Another reason for conservative suspicion is that it was Mr. Card, a former moderate Massachusetts state legislator, who pushed the Miers choice. “This is something that Andy and the president cooked up,” a White House adviser told Time magazine. “Andy knew it would appeal to the president because he loves appointing his own people and being supersecret and stealthy about it.” Conservatives still recall that in the White House of the first President Bush, Mr. Card was deputy chief of staff to Mr. Sununu, the prime backer of Judge Souter. Mr. Card told me on Friday that “it would be a complete exaggeration to say I played a role in the Souter selection. I merely supported his nomination as I did all presidential appointments.”
Ed Rollins, the GOP consultant who at the time headed the House Republican Campaign Committee and who was Mr. Card’s boss in the Reagan White House, remembers it differently. “Of course Andy played a role,” he told me. “He was Sununu’s top aide.” Two other aides who served with Mr. Card in the White House told me he was an enthusiastic backer of the Souter selection. “Now that he’s brought us Miers we worry that 15 years later Andy is playing the role of a Serial Souterizer,” one said.”
Won’t you please welcome Harriet Miers, who’s being backed by the, “son of read my lips,” and some of the same people who brought us David Souter. That’s very encouraging!

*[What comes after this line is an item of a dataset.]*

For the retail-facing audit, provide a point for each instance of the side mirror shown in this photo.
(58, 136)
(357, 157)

Also, may I add that if being against the Harriet Miers nomination means being, “against the president,” then I am against the President. I think you can probably put George Will in that same category, too, after his latest column:
“And Democrats, with their zest for gender politics, need this reminder: To give a woman a seat on a crowded bus because she is a woman is gallantry. To give a woman a seat on the Supreme Court because she is a woman is a dereliction of senatorial duty. It also is an affront to mature feminism, which may bridle at gallantry but should recoil from condescension.
As for Republicans, any who vote for Miers will thereafter be ineligible to argue that it is important to elect Republicans because they are conscientious conservers of the judicial branch’s invaluable dignity. Finally, any Republican senator who supinely acquiesces in President Bush’s reckless abuse of presidential discretion — or who does not recognize the Miers nomination as such — can never be considered presidential material.”
Conservatives and this country deserved far better from George Bush than Harriet Miers and it’s great to see columnists like George Will who are willing to say so instead of meekly standing on the sidelines. Conservatives did not leave George Bush on judges, he left us, and he deserves every last bit of political punishment that he receives as a result of his irresponsible and unprincipled decision to put Harriet Miers on the Supreme Court.